A dividend is considered eligible if you have held a stock for more than 60 days in the 121-day period that began 60 days before the non-dividend date. The ex-dividend date is a market day before the dividend registration date. Qualified dividends are listed on Form 1099-DIV in line 1b or column 1b. However, not all of the dividends declared in those lines may have met the holding period requirement.
These unqualified dividends, as well as other ordinary dividends, can be taxed at the ordinary income tax rate, which can reach 37%. Qualified dividends weren't part of the tax code until the Employment and Growth Tax Relief Reconciliation Act of 2003. Dividends can be taxed as ordinary dividends (also known as unqualified dividends) or as qualified dividends, and each of these classifications involves significant differences in tax rates. Qualified dividends are dividend payments that are taxed at the long-term capital gains rate, which is lower than ordinary income tax rates. Retirement and Tax Accounts Learn how contributions and withdrawals can affect your federal income taxes.

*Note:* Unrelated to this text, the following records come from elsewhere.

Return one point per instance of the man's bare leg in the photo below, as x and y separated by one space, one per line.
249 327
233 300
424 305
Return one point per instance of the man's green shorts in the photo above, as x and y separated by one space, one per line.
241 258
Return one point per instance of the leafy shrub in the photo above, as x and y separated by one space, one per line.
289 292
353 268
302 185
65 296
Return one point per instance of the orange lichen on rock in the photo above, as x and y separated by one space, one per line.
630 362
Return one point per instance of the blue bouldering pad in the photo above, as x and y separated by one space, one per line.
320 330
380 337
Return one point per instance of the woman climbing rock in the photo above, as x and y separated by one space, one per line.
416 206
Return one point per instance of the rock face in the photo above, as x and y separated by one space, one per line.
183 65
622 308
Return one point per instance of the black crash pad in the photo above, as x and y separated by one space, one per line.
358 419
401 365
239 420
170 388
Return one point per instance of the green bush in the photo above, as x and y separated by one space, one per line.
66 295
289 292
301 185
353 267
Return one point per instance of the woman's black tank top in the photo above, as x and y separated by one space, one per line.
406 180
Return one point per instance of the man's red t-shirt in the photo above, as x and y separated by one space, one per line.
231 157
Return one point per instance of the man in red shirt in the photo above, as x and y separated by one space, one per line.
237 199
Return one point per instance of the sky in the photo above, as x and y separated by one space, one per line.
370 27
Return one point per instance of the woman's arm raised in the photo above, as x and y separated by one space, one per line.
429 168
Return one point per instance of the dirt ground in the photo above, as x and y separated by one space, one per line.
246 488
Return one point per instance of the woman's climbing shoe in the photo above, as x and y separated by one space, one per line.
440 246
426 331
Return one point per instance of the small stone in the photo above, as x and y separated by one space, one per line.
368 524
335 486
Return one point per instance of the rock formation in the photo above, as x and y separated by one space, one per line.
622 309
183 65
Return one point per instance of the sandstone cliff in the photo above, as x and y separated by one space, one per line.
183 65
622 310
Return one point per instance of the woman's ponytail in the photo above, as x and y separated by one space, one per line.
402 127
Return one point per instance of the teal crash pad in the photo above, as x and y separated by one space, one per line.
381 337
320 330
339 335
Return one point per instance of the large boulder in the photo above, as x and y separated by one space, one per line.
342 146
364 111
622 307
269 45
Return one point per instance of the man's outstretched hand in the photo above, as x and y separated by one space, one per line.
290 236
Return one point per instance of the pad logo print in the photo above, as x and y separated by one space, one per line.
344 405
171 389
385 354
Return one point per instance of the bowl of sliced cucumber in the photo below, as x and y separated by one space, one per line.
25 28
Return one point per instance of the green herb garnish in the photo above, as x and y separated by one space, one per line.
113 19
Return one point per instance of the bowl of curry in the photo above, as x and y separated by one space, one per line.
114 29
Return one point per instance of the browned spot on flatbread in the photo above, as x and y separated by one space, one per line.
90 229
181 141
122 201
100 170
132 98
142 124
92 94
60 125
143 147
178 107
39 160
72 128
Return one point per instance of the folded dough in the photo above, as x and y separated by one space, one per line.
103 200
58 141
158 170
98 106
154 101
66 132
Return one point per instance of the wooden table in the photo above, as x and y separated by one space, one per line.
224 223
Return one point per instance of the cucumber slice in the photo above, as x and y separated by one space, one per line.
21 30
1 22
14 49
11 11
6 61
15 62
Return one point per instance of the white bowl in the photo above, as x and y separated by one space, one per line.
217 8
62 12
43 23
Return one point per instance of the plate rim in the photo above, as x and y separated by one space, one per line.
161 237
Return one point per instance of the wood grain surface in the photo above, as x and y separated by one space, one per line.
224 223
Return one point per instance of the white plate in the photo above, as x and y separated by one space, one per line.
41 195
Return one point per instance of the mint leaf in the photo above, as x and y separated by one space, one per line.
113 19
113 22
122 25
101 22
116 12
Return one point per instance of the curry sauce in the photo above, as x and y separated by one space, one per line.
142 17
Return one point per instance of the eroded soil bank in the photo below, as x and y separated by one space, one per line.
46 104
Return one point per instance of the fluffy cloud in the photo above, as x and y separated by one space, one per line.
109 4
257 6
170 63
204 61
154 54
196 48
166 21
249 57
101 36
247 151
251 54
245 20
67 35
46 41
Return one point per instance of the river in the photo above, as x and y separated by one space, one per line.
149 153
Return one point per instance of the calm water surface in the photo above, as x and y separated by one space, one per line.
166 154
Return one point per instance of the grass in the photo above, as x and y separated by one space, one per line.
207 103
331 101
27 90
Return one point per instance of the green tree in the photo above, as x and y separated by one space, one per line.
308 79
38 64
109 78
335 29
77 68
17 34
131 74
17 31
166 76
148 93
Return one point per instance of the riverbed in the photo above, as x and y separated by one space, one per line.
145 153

The qualifying dividend category (as opposed to an ordinary dividend) was created in the Employment and Growth Tax Relief Reconciliation Act of 2003; previously, there was no distinction and all dividends were tax-free or taxed together at the same rate. If you didn't buy or sell securities during the tax year, the potential qualifying dividends listed on your Form 1099-DIV should meet the holding period requirement and be eligible for a lower tax rate, unless you covered the securities.